13. September 2015

Stärken und Schwächen des chinesischen Schulsystems

Im internationalen Wettbewerb der Bildungssysteme steht China recht gut da. Die Schüler zeigen Fleiss, Effizienz und Disziplin. Schwachpunkte sind kritisches Denken sowie der kreative Umgang mit dem Gelernten.
Der Baum der Bildung, NZZ, 11.9. von Wei Zhang


Was ein Bildungssystem erreichen soll, scheint sich in West und Ost nicht grundsätzlich zu unterscheiden: Bildung soll die fundamentalen Werte einer Kultur weitergeben, Wissen vermitteln und obendrein die Grundlage für die berufliche Schulung eines jungen Menschen legen. Bei den Wegen, auf denen die verschiedenen Kulturen diese Ziele zu erreichen versuchen, lassen sich allerdings grosse Unterschiede feststellen.
Die chinesische Bildungspraxis entsprang wesentlich der konfuzianischen Tradition. Im frühen 20. Jahrhundert wurden die Schulen unter dem Einfluss der westlichen Moderne reformiert. Während der Kulturrevolution fielen letzte traditionelle Überreste der ideologischen Säuberung zum Opfer.
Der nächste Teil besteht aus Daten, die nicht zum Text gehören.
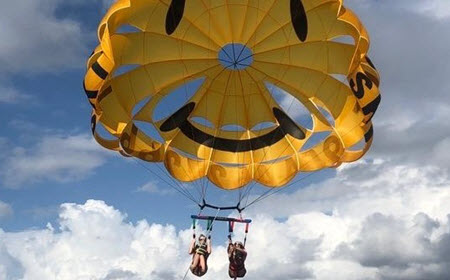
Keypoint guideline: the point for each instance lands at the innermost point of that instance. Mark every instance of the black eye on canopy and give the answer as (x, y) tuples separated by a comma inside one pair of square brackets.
[(174, 15), (299, 19)]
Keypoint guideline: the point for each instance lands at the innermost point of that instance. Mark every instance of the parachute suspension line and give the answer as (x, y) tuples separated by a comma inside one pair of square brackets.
[(268, 194), (210, 224), (187, 271), (179, 189), (252, 184), (181, 185), (246, 232), (272, 191)]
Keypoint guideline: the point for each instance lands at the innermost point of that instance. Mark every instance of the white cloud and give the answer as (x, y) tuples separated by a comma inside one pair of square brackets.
[(34, 39), (9, 95), (5, 210), (153, 188), (388, 222), (57, 158)]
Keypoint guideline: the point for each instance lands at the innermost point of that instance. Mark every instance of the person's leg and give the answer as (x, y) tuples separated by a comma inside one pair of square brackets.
[(241, 273), (195, 261), (231, 273), (202, 264)]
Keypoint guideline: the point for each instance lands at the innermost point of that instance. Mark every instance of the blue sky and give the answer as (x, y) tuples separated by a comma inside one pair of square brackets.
[(385, 217), (54, 105)]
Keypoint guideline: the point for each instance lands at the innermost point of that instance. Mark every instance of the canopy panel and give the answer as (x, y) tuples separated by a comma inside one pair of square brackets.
[(236, 47)]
Seit der Reform und Öffnung kam die jahrtausendealte, eigenständige chinesische Lehrmethode der konfuzianischen Bildungspraxis schrittweise wieder stärker zur Geltung, sieht sich nun aber durch die Globalisierung der Kritik ausgesetzt.

Konfuzius als Urbild
In China gilt Konfuzius als das Urbild und Modell des Lehrers. Demnach lehrt ein Lehrer seine Schüler einerseits Gehorsam und Unterordnung, andererseits aber auch kritische Selbstreflexion. Im Zentrum der Bildungsbemühungen steht ein Korpus von überlieferten Schriften, die zu einem Kanon von Klassikern erhoben wurden und von den Schülern durch unablässiges Studium und ständige Repetition auswendig gelernt und verinnerlicht werden sollten. In der Kaiserzeit ab der Tang-Dynastie (8. Jahrhundert) wurde die Kenntnis dieser Schrifttradition zur Grundlage der Beamtenprüfungen, durch welche der Nachwuchs der bürokratischen Elite rekrutiert wurde.
Das eigentliche und ursprüngliche Ziel der konfuzianischen Bildung bestand jedoch darin, den Schüler durch das Textstudium der Klassiker zu einem edlen, kultivierten Menschen heranzubilden. Wie es ein Sprichwort besagt, wächst ein Baum in zehn Jahren heran, während die Bildung eines Menschen sich erst nach hundert Jahren bemessen lässt. Weder konfuzianische Bildung noch eine moderne Erziehung vermögen jedoch hundert Jahre lang zu warten. Die Verinnerlichung eines grossen Bestands an überlieferten Quellen und der Erwerb eines exzellenten Schreibhandwerks förderten gleichzeitig auch den Fleiss und eine effiziente Lerntechnik. Dadurch wirkte das Lernen auch disziplinierend und gewährleistete eine effiziente Wissensvermittlung. Es war nicht zu vermeiden, dass das konfuzianische Wissen vor allem Ethik umfasste, hingegen keinerlei Naturwissenschaften oder auch nur angewandte Wissenschaften wie Arithmetik. Im Zuge der Globalisierung verschärfte sich nicht nur die Konkurrenz der Bildungssysteme, sondern es nahm auch die Breite des Wissens zu. Neben dem traditionellen chinesischen Wissen wurden daher in China vor allem auch die modernen Naturwissenschaften in die Curricula integriert.
Fleiss ist in China schon im Kindergarten erforderlich. Die erste Bildungsinvestition betrifft bereits Vierjährige. Eltern in Chengdu zahlen 3000 bis 4000 Yuan pro Monat für den Kindergartenbesuch ihres Sprösslings, wohingegen eine Primarschullehrerin auch nach 25 Jahren Arbeit nur gerade 4500 Yuan monatlich verdient. Die Eltern wollen aber nur die beste Bildung für ihren Nachwuchs - kein Wunder, geht es doch um die Zukunft des einzigen Kindes. Bereits die Vierjährigen beginnen die Umschrift der chinesischen Zeichenschrift, Rechnen und die englischen Buchstaben zu erlernen. Zwar bilden diese Inhalte keinen offiziellen Teil des Kindergarten-Curriculums, aber faktisch werden sie erwartet. Mit dem Beginn der Primarschule besuchen die meisten Schüler ausserhalb des normalen Schulunterrichts noch Nachhilfekurse in Chinesisch und Mathematik, um die Prüfungsresultate zu optimieren.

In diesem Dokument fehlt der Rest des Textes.